Obdachlose nicht mehr erwünscht
Im grössten Park des Gundeli hatten sich wiederholt Obdachlose eingerichtet. Wegen Konflikten hatten die Nachbar*innen sich beschwert, und der Kanton liess das Trafogebäude nun mit Bauzäunen absperren. Perspektivisch soll der Ort einer Buvette weichen.
Der Kanton hat schon länger die Vision, den Winkelriedplatz als grösste Grünfläche im Gundeli zu einer «neuen Naturoase» für das Quartier umzugestalten. In einer Medienmitteilung vermeldete er 2022, das bestehende Trafogebäude umbauen zu wollen. Dann könnte das Barista-Unternehmen «Die Kaffeemacher:innen» eine Buvette, das Café Sommer, dort eröffnen. Die Rede ist von Brunch am Wochenende, nachhaltigen Produkten und einer Parkbühne, welche von den Quartierorganisationen bespielt werden soll.
Seit kurzem befindet sich ein Bauzaun bei der Trafostation, der die Freifläche unter dem Vordach absperrt. Auf einem Schild des Bauzauns steht: «Betreten der Baustellen verboten».
Also geht es jetzt los mit dem Umbau des Gebäudes, den der Kanton vornehmen wird? Tatsächlich noch nicht, wie Bajour auf Anfrage vom Bau- und Verkehrsdepartement (BVD) erfährt – das werde frühestens Mitte 2025 der Fall sein. Der Grund für den Bauzaun seien Beschwerden aus der Nachbarschaft gewesen: An jenem Ort hätten sich «über Wochen mehrere Personen eingerichtet und den öffentlichen Raum mit privaten Habseligkeiten und Möbeln belegt».
Die Personen seien vom BVD darauf hingewiesen worden, dass dies nicht erlaubt sei und dass sie den Ort räumen müssten – das sei auch passiert. Es sei aber nicht das erste Mal gewesen, dass sich dort Personen länger aufgehalten hätten. Damit der Ort nicht wieder belegt wird, wurde er nun «vorübergehend» abgedeckt.
«Da wurde zu viel Party gemacht», sagt Christoph. Er sitzt zur Mittagszeit mit seinem Freund Vitali auf einer Parkbank abseits des Häuschens. Zwischen ihnen steht eine halbleere Rotweinflasche, Christoph hat sich eine Zigarette gedreht. Er erklärt, dass dort Leute von der Strasse zusammen kamen, um zu trinken oder zu kiffen. «Jetzt haben sie es zugemacht.» Wer zuvor dort war, habe sich nun an andere Orte verteilt.
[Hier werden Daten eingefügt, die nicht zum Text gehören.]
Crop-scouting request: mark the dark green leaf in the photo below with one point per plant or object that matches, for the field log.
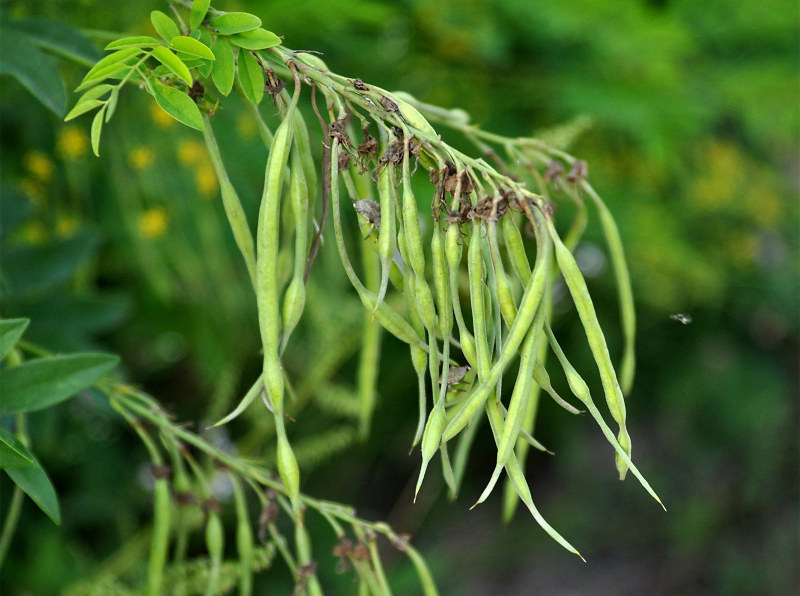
(199, 10)
(83, 106)
(235, 22)
(178, 105)
(251, 77)
(171, 61)
(30, 269)
(10, 332)
(20, 58)
(192, 47)
(257, 39)
(164, 25)
(97, 128)
(34, 482)
(60, 38)
(41, 383)
(139, 41)
(222, 72)
(13, 453)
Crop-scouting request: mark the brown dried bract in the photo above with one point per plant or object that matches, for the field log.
(555, 169)
(579, 171)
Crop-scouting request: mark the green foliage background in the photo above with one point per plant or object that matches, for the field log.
(694, 145)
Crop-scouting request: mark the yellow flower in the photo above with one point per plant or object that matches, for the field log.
(160, 117)
(66, 226)
(72, 143)
(206, 180)
(39, 164)
(191, 152)
(141, 157)
(153, 223)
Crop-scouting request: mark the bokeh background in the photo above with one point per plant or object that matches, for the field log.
(693, 143)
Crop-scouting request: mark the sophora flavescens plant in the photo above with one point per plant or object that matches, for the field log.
(466, 282)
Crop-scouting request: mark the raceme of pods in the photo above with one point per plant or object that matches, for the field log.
(467, 336)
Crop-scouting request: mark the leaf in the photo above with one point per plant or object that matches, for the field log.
(13, 454)
(198, 14)
(223, 70)
(171, 61)
(34, 482)
(82, 107)
(178, 105)
(164, 25)
(97, 128)
(20, 58)
(257, 39)
(60, 38)
(44, 382)
(10, 332)
(138, 41)
(191, 46)
(235, 22)
(251, 77)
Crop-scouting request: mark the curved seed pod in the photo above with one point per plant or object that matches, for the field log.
(431, 439)
(267, 259)
(295, 296)
(518, 479)
(543, 380)
(597, 342)
(244, 538)
(231, 203)
(287, 468)
(534, 293)
(387, 234)
(516, 249)
(627, 310)
(581, 390)
(519, 401)
(215, 544)
(505, 298)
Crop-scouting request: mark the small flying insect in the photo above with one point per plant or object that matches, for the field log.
(681, 318)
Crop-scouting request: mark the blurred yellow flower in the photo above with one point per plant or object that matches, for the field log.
(39, 164)
(191, 152)
(66, 226)
(160, 117)
(206, 180)
(153, 223)
(141, 157)
(72, 143)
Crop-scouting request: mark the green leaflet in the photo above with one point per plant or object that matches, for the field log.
(34, 482)
(10, 332)
(44, 382)
(235, 22)
(251, 77)
(164, 25)
(178, 105)
(257, 39)
(192, 47)
(173, 63)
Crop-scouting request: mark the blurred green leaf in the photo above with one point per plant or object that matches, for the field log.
(178, 105)
(34, 268)
(10, 332)
(13, 454)
(251, 77)
(223, 69)
(44, 382)
(20, 58)
(34, 482)
(60, 38)
(235, 22)
(257, 39)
«Ein solcher Nutzungsort für Obdachlose verträgt sich eben nicht optimal mit dem Umfeld von Kindern – ich kann das Reibungspotenzial schon nachvollziehen.»Adriana Ruzek, Gassenarbeiterin Schwarzer Peter
Die Gassenarbeiter*innen vom Schwarzen Peter kennen die Situation auf dem Winkelriedplatz gut. «Es hat direkt Toiletten dort, darum ist es ein praktischer Aufenthaltsort», erklärt Co-Geschäftsleiterin Adriana Ruzek. Sie erzählt, dass dort fast 20 Jahre lang ein Wohnungsloser namens Fritz gehaust habe. Nach seinem Tod habe sich dann vergangenes Jahr ein wohnungsloses Pärchen am Trafogebäude eingerichtet – sie hätten in der Zwischenzeit durch die Abteilung Sucht wieder eine Wohnung erhalten, so Ruzek. «Aber seither hat sich der Ort gewandelt und wir haben vermehrt beobachtet, dass er hauptsächlich von Durchreisenden aus dem osteuropäischen Raum genutzt wurde.»
Ähnlich zur Situation am Bahnhof habe immer wieder Alkoholeinfluss bei den Grüppchen, die sich dort bildeten, zu Konflikten innerhalb der Gruppe und Polizeieinsätzen geführt. Ruzek: «Direkt nebendran befindet sich ein Spielplatz und Familien haben sich wegen der lauten Konflikte nicht ganz sicher gefühlt. Ein solcher Nutzungsort für Obdachlose verträgt sich eben nicht optimal mit dem Umfeld von Kindern – ich kann das Reibungspotenzial schon nachvollziehen.»
Grundsätzlich sei der Bauzaun also schon eine Form von Verdrängung – die nun aber Konflikte vermeide: «Da sich die Grüppchen an andere Orte verteilt und anders formiert haben, hat sich auch bei ihnen das Konfliktpotenzial entspannt.» Die Gassenarbeiter*innen werden laut Ruzek weiterhin auch ein Auge auf das nun abgesperrte Trafohäuschen haben.